Flaunt Your Work Experience Your work experience should be set in the reverse chronological order. If your job title is unique, state it as how the majority would understand it and add the actual position within a bracket beside it. Furthermore, if the company is not a well-known one, include a short summary of its business or industry. To accompany your job position, include the dates of your tenure and your respective duties. However, note that the layout of your duties is not a shopping list – selectively include achievements that truly demonstrate the value you can bring.
For Fresh Graduates
If you are a fresh graduate with no work experience, highlight key projects that have had your involvement and your internship experiences. Portray them in a way that captures your qualities and skills. Your educational qualifications should also be neatly displayed from the highest level downwards, accompanied by their respective awarding institutions. If you have not yet graduated, state your expected graduation date.
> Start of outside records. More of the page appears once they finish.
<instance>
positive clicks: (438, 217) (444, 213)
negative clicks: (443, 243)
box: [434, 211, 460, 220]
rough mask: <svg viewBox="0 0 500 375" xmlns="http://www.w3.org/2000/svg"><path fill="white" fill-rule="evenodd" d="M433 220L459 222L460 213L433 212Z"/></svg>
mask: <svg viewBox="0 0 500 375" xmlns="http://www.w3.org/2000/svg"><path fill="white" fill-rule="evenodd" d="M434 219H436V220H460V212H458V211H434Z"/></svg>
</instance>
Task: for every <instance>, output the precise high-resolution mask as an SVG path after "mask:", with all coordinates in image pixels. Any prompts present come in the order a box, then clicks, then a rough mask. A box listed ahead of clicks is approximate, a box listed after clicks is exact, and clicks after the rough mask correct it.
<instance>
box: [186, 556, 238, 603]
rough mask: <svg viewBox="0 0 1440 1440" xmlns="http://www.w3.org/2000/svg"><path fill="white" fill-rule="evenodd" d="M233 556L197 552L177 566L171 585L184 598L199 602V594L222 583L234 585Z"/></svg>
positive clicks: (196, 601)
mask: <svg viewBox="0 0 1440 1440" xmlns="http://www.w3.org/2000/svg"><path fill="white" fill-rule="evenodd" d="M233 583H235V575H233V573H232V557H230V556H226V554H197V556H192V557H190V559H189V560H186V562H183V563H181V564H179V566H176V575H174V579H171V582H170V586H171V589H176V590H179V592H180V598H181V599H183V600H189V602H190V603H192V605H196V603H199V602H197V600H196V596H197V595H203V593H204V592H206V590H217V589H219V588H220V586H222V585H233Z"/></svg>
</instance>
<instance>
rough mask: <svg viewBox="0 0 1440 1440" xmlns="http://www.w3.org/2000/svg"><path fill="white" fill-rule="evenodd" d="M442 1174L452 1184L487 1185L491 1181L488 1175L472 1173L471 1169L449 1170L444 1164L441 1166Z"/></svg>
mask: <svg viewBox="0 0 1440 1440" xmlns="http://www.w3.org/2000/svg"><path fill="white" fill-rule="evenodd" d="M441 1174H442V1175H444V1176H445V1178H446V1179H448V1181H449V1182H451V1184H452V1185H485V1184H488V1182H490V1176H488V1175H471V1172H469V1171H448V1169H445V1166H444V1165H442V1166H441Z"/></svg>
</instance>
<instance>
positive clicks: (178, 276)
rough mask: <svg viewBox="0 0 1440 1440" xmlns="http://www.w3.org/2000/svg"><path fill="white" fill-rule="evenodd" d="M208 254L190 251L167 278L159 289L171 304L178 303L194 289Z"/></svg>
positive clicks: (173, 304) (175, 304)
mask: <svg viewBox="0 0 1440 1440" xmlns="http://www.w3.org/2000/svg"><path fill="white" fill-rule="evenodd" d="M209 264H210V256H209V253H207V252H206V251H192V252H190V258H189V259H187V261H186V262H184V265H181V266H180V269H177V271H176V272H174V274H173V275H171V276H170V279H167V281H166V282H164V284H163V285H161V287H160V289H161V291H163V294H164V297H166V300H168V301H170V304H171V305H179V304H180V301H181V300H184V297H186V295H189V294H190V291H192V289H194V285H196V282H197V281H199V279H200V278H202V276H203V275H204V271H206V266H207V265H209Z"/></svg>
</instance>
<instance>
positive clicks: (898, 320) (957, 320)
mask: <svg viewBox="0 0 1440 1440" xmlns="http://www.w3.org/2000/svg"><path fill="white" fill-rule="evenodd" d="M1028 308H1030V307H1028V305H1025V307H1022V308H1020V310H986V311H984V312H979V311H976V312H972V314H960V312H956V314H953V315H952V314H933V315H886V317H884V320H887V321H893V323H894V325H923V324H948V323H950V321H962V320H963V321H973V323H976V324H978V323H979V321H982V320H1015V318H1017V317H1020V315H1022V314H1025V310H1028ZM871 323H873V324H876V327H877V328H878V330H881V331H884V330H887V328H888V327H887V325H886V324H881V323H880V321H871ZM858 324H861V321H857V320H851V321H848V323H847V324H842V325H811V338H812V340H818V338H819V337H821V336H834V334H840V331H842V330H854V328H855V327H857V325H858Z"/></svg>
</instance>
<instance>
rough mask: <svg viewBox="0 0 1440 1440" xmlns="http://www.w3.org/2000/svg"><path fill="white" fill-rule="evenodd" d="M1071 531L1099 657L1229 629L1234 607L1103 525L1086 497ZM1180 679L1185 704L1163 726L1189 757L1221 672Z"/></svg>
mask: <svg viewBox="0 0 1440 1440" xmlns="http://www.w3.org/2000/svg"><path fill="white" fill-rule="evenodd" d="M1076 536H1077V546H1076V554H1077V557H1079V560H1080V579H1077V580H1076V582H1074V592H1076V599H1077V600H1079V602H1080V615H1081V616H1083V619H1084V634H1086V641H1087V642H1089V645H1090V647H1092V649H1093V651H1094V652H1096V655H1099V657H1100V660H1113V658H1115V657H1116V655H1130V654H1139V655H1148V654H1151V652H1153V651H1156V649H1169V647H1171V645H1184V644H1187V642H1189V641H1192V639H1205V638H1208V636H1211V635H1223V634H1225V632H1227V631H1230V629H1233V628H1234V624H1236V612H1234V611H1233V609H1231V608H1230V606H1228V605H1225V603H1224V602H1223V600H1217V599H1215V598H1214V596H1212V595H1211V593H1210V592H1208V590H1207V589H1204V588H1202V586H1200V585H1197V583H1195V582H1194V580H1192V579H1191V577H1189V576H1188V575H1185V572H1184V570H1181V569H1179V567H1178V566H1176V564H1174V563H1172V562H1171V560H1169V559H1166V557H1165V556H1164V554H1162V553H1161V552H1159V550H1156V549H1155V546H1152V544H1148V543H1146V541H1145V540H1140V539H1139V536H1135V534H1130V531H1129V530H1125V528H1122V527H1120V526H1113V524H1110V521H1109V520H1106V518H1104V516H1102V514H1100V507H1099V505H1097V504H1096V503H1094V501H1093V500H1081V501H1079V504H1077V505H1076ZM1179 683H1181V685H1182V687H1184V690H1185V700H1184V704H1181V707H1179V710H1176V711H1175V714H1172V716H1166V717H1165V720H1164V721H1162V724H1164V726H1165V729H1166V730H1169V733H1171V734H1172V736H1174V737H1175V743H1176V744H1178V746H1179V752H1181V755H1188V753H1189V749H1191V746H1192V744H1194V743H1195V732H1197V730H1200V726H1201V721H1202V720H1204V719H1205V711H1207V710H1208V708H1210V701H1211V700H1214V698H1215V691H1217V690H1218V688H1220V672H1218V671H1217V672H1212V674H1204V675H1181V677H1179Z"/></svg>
Explain Your Breaks It pays to include an explanation for breaks in your career or studies. It is OK to say that you have been made redundant – after all, layoffs happen more frequently than we think. Keep the language positive and harp on the skills you have acquired throughout your career in the company.
Check Your Online Profiles
Ensure that your resume is consistent with your various online profiles such as LinkedIn. Singapore is highly saturated with LinkedIn users and recruiters pay quite a bit of money to seek out relevant resumes. Imagine the alarm that will ring off in their heads if they notice inconsistencies – even in little things such as a date mismatch – between your resume and online profile.
Apart from fulfilling the age-old advice of removing provocative pictures of you online, tweak the privacy settings of any personal blogs that contain strong opinions on political issues. As previously mentioned, you don’t want recruiters to pick out something that might deter them from contacting you.
The Cover Letter
Your cover letter is the first thing that will allow recruiters to set you apart from the masses. Stand out by skipping the “Dear Sir/Madam” opening – instead, hop onto social media to find out the name of the hiring manager who will be reading your resume. This ensures your application is made more personal and unlike the many others.